In [6]:
import os
import requests
from dotenv import load_dotenv
from bs4 import BeautifulSoup
from IPython.display import Markdown, display
from openai import OpenAI

load_dotenv(override=True);

api_key = os.getenv("OPEN_API_KEY");

if not api_key:
    raise ValueError("OPEN_API_KEY environment variable is not set.")

open_ai = OpenAI(api_key=api_key);


In [7]:
class Website:
    """
    A utility class for fetching and processing website content.
    """
    url: str;
    title: str = None
    content: str = None
    summary: str = None


    def __init__(self, url):
        self.url = url
        response = requests.get(url);
        if response.status_code == 200:
            soup = BeautifulSoup(response.content, 'html.parser');
            self.title = soup.title.string if soup.title else "No title found"
            
            # Remove irrelevant elements
            for irrelevant in soup(['script', 'style', 'img', 'input', 'nav']):
                irrelevant.decompose()
            
            self.content =soup.get_text(separator="\n", strip=False)
        else:
            print(f"Failed to fetch {url}: {response.status_code}")

In [8]:
short_read = Website("https://edwarddonner.com");
display(Markdown(f"### {short_read.title}"))

# display(Markdown(short_read.content));

### Home - Edward Donner

In [9]:
def from_prompt(website: str, system_prompt: str = None) -> tuple[list[dict[str, str]], int, str]:
    """
    Forms a prompt for the LLM based on system and user inputs.
    """
    if not system_prompt:
        system_prompt = "You are a helpful assistant that analyzes the content of a website and provides a short summary, ignoring texts that may be navigation related."

    soup_props: BeautifulSoup = None
    status_code: int = 403
    error: str = None;
    try:
        response = requests.get(website)
        status_code: int = response.status_code
        if status_code == 200:
            soup_props = BeautifulSoup(response.content, 'html.parser')
            for irrelevant in soup_props(['script', 'style', 'img', 'input', 'nav']):
                irrelevant.decompose()
        else:
            print(f"Failed to fetch {website}: {status_code}")
            error = f"Failed to fetch {website}: {status_code}"
            return ([], status_code, error)
    except Exception as e:
        # print(f"An error occurred while fetching {website}: {e}")
        error = str(e)
        return ([], status_code, error)
    # if not soup_props:
    #     raise ValueError(f"Failed to fetch or parse the website: {website}")

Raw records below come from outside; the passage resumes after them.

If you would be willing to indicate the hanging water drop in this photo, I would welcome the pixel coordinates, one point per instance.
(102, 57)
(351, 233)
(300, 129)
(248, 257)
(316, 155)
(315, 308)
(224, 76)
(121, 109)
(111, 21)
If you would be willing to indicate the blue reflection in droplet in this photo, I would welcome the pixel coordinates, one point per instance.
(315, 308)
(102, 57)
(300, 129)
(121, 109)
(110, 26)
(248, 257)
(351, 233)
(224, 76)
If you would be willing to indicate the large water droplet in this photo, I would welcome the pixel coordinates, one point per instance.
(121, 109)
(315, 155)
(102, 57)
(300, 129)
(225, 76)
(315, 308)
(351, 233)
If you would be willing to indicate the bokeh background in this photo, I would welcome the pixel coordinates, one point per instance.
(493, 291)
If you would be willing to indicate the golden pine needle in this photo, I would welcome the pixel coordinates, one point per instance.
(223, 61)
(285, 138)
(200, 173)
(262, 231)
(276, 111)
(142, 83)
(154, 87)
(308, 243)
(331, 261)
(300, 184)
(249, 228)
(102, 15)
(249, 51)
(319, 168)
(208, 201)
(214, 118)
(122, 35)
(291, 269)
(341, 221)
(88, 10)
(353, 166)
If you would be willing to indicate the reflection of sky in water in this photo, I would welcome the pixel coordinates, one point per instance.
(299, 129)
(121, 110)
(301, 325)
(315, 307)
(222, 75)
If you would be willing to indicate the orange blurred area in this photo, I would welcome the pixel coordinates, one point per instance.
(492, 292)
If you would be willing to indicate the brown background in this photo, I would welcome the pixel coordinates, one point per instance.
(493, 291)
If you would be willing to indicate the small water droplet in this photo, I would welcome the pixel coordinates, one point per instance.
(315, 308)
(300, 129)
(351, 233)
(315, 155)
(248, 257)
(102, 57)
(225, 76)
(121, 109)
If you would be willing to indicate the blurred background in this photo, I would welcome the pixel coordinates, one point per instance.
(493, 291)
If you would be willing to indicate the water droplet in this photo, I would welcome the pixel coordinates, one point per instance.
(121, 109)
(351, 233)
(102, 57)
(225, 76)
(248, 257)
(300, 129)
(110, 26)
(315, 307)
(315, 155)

    user_prompt = f"You are looking at a website titled {soup_props.title.string if soup_props.title else 'No title found'}."
    user_prompt += "\nThe contents of this website is as follows; please provide a short summary of this website in markdown. If it includes news or announcements, then summarize these too.\n\n"
    user_prompt += soup_props.get_text(separator="\n", strip=False)
    prompts: list[dict[str, str]] = [
        {
            "role": "system",
            "content": system_prompt
        },
        {
            "role": "user",
            "content": user_prompt
        }
    ]
    return (prompts, status_code,error)


In [12]:
the_prompt = from_prompt("https://onax.me");
print(the_prompt[0])

# The 'temperature' parameter controls the randomness and creativity of the model's responses.
# Lower values (e.g., 0.2) make the output more focused and deterministic.
# # Higher values (e.g., 0.8) make the output more diverse and creative.
if the_prompt[1] == 200:
    response = open_ai.chat.completions.create(
        model="gpt-4o-mini",
        messages=the_prompt[0],
        max_tokens=500,
        temperature=0.7 # 0.7 is a moderate value, balancing creativity and coherence.
    );
    # print(f"\n\n{response.choices[0].message.content}")
    display(Markdown(f"\n======\n{response.choices[0].message.content}"))
else:
    print(f"Failed to generate response. Status Code: {the_prompt[1]} | Error: {the_prompt[2]}")

[{'role': 'system', 'content': 'You are a helpful assistant that analyzes the content of a website and provides a short summary, ignoring texts that may be navigation related.'}, {'role': 'user', 'content': 'You are looking at a website titled Onaefe Edebi.\nThe contents of this website is as follows; please provide a short summary of this website in markdown. If it includes news or announcements, then summarize these too.\n\n\n\n\n\n\n\n\n\n\n\nOnaefe Edebi\n\n\n\n\n\n\n\n\n\n\n🚧 Under Construction 🏗️\n\n\nIn the mean time, please check out my links below:\n\n\n\n\n\n\n\n            GitHub\n        \n\n\n\n            LinkedIn\n        \n\n\n\n            CourseRunway - AI Powered site to learn about any subject\n        \n\n\n\n\n\n\n\n'}]



======
# Summary of Onaefe Edebi

The website titled "Onaefe Edebi" is currently under construction. While the main content is not available, visitors are encouraged to explore links to the owner's GitHub, LinkedIn, and CourseRunway, an AI-powered platform for learning about various subjects.